Dalam konteks NIT, beberapa organisasi keagamaan berafiliasi ke partai politik, ada juga yang berafiliasi atau membentuk kelaskaran tersendiri. DDI yang berbasis di desa-desa tidak membentuk sayap kelaskaran atau sayap partai politik, bahkan karena kurang tertarik untuk berafiliasi ke partai politik tertentu. Mungkin dilatari oleh aktifitas kelaskaran yang banyak bergerak di desa-desa, di mana DDI berbasis, maka secara individu beberapa orang DDI bergabung ke wadah kelaskaran tertentu, bahkan ada di antara mereka yang menjadi tokoh penting dalam gerakan kelaskaran di desanya.

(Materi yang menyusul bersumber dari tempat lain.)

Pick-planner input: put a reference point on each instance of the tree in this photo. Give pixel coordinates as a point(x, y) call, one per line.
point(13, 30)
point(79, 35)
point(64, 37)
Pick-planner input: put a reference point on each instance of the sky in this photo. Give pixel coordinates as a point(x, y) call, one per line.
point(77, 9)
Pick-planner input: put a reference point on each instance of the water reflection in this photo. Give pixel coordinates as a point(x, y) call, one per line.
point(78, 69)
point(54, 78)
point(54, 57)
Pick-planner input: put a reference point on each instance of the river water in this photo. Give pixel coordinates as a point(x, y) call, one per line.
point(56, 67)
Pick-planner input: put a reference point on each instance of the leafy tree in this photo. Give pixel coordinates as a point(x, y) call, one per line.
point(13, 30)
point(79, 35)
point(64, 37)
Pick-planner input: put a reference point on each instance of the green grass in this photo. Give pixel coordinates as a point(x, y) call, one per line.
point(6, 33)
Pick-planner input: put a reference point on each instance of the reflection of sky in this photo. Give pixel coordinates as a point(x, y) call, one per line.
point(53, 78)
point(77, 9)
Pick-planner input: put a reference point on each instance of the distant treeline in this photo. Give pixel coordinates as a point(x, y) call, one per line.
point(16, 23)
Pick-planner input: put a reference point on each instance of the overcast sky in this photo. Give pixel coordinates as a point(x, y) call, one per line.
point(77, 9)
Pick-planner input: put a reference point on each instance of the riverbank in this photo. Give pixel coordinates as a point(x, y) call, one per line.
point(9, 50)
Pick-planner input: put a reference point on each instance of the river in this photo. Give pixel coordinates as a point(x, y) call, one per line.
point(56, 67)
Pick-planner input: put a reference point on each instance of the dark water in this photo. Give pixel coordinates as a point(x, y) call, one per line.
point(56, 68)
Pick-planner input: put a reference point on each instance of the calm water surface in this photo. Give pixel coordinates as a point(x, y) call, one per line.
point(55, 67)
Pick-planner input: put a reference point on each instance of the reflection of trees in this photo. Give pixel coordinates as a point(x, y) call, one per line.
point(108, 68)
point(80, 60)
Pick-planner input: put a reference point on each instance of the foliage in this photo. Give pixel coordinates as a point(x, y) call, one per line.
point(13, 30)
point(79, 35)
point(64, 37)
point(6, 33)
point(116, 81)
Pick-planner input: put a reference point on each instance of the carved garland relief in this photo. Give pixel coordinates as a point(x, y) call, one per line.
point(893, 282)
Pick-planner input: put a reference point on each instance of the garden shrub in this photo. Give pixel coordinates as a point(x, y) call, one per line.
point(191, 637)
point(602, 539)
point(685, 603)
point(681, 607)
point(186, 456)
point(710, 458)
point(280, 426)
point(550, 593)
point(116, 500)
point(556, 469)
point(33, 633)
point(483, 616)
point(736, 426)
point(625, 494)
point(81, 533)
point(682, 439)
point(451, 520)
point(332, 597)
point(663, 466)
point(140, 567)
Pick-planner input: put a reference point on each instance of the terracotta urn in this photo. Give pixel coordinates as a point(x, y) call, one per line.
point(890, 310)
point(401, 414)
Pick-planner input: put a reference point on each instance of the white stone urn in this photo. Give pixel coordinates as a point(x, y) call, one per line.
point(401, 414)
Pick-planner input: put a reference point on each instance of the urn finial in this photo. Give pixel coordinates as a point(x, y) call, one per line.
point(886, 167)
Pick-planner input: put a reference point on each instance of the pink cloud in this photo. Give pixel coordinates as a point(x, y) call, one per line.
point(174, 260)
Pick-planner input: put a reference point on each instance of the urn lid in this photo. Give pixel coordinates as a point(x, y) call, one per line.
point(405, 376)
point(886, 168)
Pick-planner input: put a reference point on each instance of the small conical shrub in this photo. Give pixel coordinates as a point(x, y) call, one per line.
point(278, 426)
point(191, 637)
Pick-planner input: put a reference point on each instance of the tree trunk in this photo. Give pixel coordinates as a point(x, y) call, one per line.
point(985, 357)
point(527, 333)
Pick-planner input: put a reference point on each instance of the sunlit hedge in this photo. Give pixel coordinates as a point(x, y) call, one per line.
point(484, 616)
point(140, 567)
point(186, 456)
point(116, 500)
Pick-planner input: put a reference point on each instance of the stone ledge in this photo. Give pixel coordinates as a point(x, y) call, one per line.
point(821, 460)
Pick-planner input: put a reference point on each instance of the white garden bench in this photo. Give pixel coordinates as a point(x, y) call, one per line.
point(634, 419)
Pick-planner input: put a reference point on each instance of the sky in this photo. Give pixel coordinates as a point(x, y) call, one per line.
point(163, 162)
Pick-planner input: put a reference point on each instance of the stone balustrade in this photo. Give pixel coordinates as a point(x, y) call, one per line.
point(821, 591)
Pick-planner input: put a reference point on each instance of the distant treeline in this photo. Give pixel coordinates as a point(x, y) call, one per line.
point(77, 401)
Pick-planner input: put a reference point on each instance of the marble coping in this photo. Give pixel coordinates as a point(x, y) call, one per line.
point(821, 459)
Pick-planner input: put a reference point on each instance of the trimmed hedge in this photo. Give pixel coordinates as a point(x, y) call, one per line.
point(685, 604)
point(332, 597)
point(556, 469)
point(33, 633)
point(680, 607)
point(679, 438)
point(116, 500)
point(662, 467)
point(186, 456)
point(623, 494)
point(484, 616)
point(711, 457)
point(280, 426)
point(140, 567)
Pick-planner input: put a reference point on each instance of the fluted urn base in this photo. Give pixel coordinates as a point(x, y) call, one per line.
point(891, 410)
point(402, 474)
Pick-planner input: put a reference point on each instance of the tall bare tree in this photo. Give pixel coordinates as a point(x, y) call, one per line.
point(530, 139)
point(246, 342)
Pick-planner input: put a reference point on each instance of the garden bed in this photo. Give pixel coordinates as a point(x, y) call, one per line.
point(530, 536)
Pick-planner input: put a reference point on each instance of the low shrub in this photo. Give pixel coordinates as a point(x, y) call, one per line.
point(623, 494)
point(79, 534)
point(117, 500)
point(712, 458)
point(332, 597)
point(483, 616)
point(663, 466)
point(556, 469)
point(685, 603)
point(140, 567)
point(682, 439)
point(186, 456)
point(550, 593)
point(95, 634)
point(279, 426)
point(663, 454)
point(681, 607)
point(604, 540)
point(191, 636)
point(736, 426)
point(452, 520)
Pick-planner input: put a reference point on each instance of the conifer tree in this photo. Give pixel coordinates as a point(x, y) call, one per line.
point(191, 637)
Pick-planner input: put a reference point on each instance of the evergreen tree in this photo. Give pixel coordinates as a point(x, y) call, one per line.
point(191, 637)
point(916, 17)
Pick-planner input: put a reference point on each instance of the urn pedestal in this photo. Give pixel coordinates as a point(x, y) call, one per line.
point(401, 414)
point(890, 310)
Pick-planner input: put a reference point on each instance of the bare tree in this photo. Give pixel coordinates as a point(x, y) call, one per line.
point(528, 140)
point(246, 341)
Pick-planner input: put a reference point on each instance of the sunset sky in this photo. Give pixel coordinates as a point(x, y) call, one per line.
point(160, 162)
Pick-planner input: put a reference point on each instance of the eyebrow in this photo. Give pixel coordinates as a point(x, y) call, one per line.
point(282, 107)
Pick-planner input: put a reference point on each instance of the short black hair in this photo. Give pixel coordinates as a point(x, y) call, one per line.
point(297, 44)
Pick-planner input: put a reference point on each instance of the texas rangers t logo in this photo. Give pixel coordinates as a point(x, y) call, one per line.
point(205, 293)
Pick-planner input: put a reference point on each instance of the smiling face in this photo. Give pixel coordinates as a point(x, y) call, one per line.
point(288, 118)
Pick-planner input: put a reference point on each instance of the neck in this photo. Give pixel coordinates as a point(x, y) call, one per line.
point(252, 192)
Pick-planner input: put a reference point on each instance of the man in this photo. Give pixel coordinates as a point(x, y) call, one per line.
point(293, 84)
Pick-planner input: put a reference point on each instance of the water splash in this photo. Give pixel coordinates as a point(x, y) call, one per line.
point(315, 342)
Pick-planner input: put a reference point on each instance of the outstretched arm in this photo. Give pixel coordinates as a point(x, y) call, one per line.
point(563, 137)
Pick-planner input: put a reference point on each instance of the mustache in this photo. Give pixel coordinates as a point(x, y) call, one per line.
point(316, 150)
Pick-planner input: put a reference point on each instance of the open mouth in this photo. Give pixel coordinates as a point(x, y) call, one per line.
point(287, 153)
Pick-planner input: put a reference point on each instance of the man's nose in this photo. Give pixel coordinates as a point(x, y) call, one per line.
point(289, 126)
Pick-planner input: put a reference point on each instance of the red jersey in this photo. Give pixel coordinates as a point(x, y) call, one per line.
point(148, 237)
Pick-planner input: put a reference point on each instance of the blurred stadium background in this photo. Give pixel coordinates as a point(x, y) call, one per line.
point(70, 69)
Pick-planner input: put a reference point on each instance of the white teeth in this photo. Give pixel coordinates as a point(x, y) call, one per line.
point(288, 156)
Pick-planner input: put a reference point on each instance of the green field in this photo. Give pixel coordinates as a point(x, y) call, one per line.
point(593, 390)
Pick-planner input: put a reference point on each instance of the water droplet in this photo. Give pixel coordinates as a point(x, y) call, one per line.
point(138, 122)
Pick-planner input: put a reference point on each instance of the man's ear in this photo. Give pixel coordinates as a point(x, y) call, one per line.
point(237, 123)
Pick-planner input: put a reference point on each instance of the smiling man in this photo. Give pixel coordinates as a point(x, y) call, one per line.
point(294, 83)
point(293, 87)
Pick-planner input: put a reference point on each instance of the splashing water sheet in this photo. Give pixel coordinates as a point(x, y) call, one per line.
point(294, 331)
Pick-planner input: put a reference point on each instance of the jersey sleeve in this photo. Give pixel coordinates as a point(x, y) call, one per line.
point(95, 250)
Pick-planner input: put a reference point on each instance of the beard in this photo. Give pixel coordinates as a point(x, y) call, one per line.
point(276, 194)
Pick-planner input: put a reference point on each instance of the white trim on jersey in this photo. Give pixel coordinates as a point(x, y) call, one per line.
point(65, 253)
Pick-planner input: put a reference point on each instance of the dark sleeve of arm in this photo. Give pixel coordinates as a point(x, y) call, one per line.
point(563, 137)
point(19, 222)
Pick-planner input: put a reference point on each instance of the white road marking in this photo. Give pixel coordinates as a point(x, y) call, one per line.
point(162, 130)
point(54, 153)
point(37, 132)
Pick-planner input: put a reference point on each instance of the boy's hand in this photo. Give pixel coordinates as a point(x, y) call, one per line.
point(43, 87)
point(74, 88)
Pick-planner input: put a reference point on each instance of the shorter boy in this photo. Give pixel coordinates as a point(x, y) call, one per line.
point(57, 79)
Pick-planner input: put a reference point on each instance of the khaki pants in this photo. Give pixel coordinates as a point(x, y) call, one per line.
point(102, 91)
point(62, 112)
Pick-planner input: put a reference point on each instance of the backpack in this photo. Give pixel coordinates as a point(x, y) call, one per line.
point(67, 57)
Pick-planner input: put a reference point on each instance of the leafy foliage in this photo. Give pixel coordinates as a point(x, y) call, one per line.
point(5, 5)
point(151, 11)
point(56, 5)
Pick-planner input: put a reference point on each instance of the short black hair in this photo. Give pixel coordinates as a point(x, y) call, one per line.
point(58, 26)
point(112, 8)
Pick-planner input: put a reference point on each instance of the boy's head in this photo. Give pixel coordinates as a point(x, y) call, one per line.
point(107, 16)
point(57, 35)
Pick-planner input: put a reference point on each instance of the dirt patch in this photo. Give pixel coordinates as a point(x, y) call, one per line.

Dalam dua bentuk konteks sejarah lahirnya DDI sebagaimana dipaparkan secara ringkas di atas, dapat difahami sikap DDI dalam merespon kondisi eksternal kontemporer, suatu respon yang diberikan berdasarkan situasi jaman tertentu. DDI memberi respon secara kelembagaan jika faktor eksternal itu menyangkut aqidah, tetapi merespon secara individual jika kondisi eksternal berkait ke masalah profan-duniawi. DDI juga biasanya memberi respon secara kelembagaan terhadap kondisi eksternal sebagai maksud memperkuat eksistensi DDI dan meningkatkan upaya pembinaan umat, terutama jika negara (pemerintah) kurang menjangkau segmen-segmen tertentu yang sangat dibutuhkan oleh masyarakat. Dalam konteks inilah dapat difahami upaya DDI mendirikan beberapa institusi sosial yang kurang ditangani oleh negara; seperti: rumah bersalin, apotik, percetakan, koperasi, dan sebagainya.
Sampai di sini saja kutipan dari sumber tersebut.